Tonight, Grace would prepare a large vat of New England clam chowder. She set to work on chopping and frying bacon, then chopping and sautéing onions. She was a little rusty with her knife work, but only a little. It didn’t take her long to work up her speed so that she could almost do it without looking. Chopping, scraping, chopping, scraping. Her hands danced across the cutting board—fluid, decisive, smooth. She chopped clam meat then diced some red potatoes. The repetitive work was a nice break. She didn’t have to think, and it was exactly what she needed after almost three months of doing nothing but thinking. Thinking and, too often, agonizing.
Customers had begun arriving for dinner. Soon the constant sizzling of steak or pork being tossed in a pan or on a grill sliced through the music and chatter. Liver was being sautéed, pork was being seared, a large pan of beef tenderloin was pulled from an oven. Orders were shouted out. “Where’s my fucking tuna steak!” the sous-chef yelled. “Did you run out and catch the bloody thing yourself?”
“Coming,” someone called back. Potatoes were spooned up, sauces were drizzled. Grace moved to the pasta station to help out. She poured olive oil into a pan and began sautéing paper thin garlic slices and crushed red peppers, artichoke hearts, vegetable
s, olives. Thankfully, the music had changed to Ella Fitzgerald, then Frank Sinatra, and she started humming, even sang a few bars of “That’s Life.”
She mixed the concoction into a bowl of cooked penne, threw some fresh basil and grated parmesan on top, spun and slid the plate the length of the counter, putting a little English on it. “Number five ready,” she yelled and started another. The assembly line was in high gear now and Grace’s body responded to the rush. Adrenaline pumped and she began shuffling her feet and swaying her hips to the music. Oh yeah. This was fun!
As the evening progressed and the pace eventually slowed, exhaustion began to seep in. By midnight, the restaurant was empty and the chefs had cleaned their stations. The tradition was to hit last call at a pub to soak up the final fragments of leftover energy and to hash over the night’s events. A group of them cabbed it to a pub in Harvard Square, where Trish handed Grace a vodka and orange juice. She downed half of it in one gulp.
“Thirsty?” Trish teased.
Grace stretched her neck, hearing the fine bones click. “God, I haven’t worked that hard in a while. My feet are killing me, and my hands feel like they’re the size of oven mitts.”
Trish laughed wearily. “Believe me. I know what you mean.”
Jayla, a new hire at Sheridan’s, sidled up to them and leaned against the bar, a frothy glass of beer in one hand. Her skin was the color of milky coffee and her eyes were as dark as cocoa. She smiled at Grace, her perfect white teeth a dazzling contrast to the dull lighting of the pub. “You were awesome, Grace. I really enjoyed working with you tonight.”

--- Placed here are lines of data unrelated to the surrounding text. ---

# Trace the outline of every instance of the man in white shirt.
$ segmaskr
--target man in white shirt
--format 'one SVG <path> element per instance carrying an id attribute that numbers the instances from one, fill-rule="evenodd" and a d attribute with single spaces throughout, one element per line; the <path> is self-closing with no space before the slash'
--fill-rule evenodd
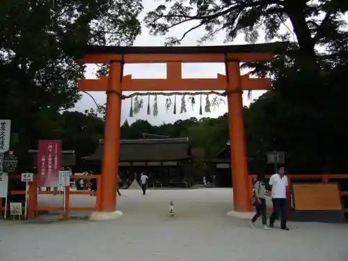
<path id="1" fill-rule="evenodd" d="M 143 195 L 145 195 L 146 193 L 146 185 L 148 184 L 148 177 L 145 175 L 143 172 L 140 176 L 140 182 L 141 183 L 141 189 L 143 189 Z"/>
<path id="2" fill-rule="evenodd" d="M 272 188 L 273 213 L 269 218 L 269 226 L 274 226 L 274 221 L 280 214 L 280 228 L 289 230 L 286 226 L 287 202 L 286 187 L 287 187 L 287 177 L 284 175 L 284 167 L 278 168 L 278 173 L 274 174 L 269 178 L 269 185 Z"/>

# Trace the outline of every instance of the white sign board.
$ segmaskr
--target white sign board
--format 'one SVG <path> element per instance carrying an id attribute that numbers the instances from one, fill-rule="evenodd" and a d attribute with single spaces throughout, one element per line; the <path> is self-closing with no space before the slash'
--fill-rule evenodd
<path id="1" fill-rule="evenodd" d="M 11 120 L 0 120 L 0 153 L 10 150 L 10 134 L 11 132 Z"/>
<path id="2" fill-rule="evenodd" d="M 10 203 L 10 212 L 11 216 L 22 216 L 22 203 Z"/>
<path id="3" fill-rule="evenodd" d="M 3 153 L 0 153 L 0 177 L 1 173 L 3 172 Z"/>
<path id="4" fill-rule="evenodd" d="M 34 180 L 34 173 L 22 173 L 21 180 L 22 182 L 29 182 Z"/>
<path id="5" fill-rule="evenodd" d="M 59 171 L 59 184 L 61 186 L 70 185 L 70 171 Z"/>
<path id="6" fill-rule="evenodd" d="M 0 173 L 0 198 L 7 198 L 8 176 L 6 172 Z"/>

Surprised for an instant, Grace returned the smile and tipped her glass. “Thank you, Jayla. I enjoyed working with you too.”
“I like how you’re so calm and cool in there. Like when Juan burned his hand? You never missed a step, taking over his station the way you did.” She stepped closer and laid a hand softly next to Grace’s. “Truthfully? You work faster than Juan. And…” Her eyes quickly shot up and down the length of Grace’s body as her smile lengthened. “You’re much nicer to look at.”